検察側の態度は中川を舐め切った物で(摘発されてから2年放置してから、予告なく裁判所からの出廷要請通知が届いた)、定期的に大阪の裁判所へ通わなければならない心理的な苦痛は相当な物だったらしく、彼の音楽活動自体にも大きな影響を及ぼした(シンガーとしての活動より、米国シンガー・ソングライターのアルバムのライナー・ノーツや和訳執筆、評論活動が中心になった)。

 

 前述した様に本書は音楽本ではない為、関西フォ―ク運動で唄われた楽曲の魅力を語るのではなく、それが文化的表現としてどの様な影響を及ぼしたのかに執心して語られており、本書執筆の為に行われた片桐&中川へのインタビューの中身が、本書を読む限りでは一切判らないというのも欠点。ただ文化的な意味で必然的に「企業の論理」以外で起こった音楽ムーブメントの始まりとして、関西フォ―ク運動を記憶に留める事は重要であり、そこで唄われた「うた」も時代を越えた価値を持っているはずで、個人的にはそれを再確認できただけで有効であった。

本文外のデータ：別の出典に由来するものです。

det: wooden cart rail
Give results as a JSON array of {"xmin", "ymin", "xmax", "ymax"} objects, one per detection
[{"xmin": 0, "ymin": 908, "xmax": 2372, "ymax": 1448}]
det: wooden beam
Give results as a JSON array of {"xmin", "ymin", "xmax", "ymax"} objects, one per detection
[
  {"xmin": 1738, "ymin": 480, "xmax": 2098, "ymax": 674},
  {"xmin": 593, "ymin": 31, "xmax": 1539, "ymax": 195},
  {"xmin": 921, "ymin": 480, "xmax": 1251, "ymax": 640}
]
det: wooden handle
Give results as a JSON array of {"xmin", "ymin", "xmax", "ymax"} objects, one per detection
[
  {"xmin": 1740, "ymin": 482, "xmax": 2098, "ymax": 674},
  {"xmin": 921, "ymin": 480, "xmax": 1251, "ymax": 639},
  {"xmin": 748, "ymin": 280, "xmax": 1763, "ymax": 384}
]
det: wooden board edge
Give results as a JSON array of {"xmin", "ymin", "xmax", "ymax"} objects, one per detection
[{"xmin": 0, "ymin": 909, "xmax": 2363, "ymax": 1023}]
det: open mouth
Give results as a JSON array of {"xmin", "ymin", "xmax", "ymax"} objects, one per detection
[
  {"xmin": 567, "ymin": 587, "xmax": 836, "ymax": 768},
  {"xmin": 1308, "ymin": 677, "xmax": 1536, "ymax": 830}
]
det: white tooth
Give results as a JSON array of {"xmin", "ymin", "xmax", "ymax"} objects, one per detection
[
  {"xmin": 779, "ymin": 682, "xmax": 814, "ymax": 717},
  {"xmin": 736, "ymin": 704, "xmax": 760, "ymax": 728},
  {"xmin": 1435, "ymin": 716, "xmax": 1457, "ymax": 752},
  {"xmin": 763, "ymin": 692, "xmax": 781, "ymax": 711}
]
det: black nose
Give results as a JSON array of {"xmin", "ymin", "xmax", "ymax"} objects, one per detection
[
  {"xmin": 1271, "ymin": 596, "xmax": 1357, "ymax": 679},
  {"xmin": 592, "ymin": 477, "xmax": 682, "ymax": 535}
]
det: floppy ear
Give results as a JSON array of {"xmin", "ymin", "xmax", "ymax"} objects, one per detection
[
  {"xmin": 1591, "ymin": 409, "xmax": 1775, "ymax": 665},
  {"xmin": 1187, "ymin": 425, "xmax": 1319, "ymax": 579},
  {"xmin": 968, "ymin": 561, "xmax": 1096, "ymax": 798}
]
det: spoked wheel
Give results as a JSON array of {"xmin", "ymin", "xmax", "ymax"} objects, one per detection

 関西フォ―クブーム終焉後の片桐ユズルは関西フォ―ク第二世代とも言うべきシンガーを伴って『かわら版キャラバン』なるライヴを行い(URCでレコード化。中川も参加)、京都に喫茶店『ほんやら洞』を設立して詩の朗読会を実施、詩人兼外国文学者の中山容と共訳で『ボブ・ディラン全詩集』を74年に出版している。

 中川五郎はというと、バブル時代は誰もが知っているメンズ雑誌のライターや編集にも携わったりもしたが、90年代は酔いどれ作家兼詩人のチャールズ・ブコウスキー作品の翻訳者として有名になり、ゼロ年代からはかつての関西フォ―ク時代のスピリッツを継承する様な自作の歌を唄い出した。「これだけ今の社会は問題を抱えているのに、何故日本には『君を信じてる』風な歌しか存在しないのか」という町山智浩の問いかけに、唯一応えてる人と言えるだろうか。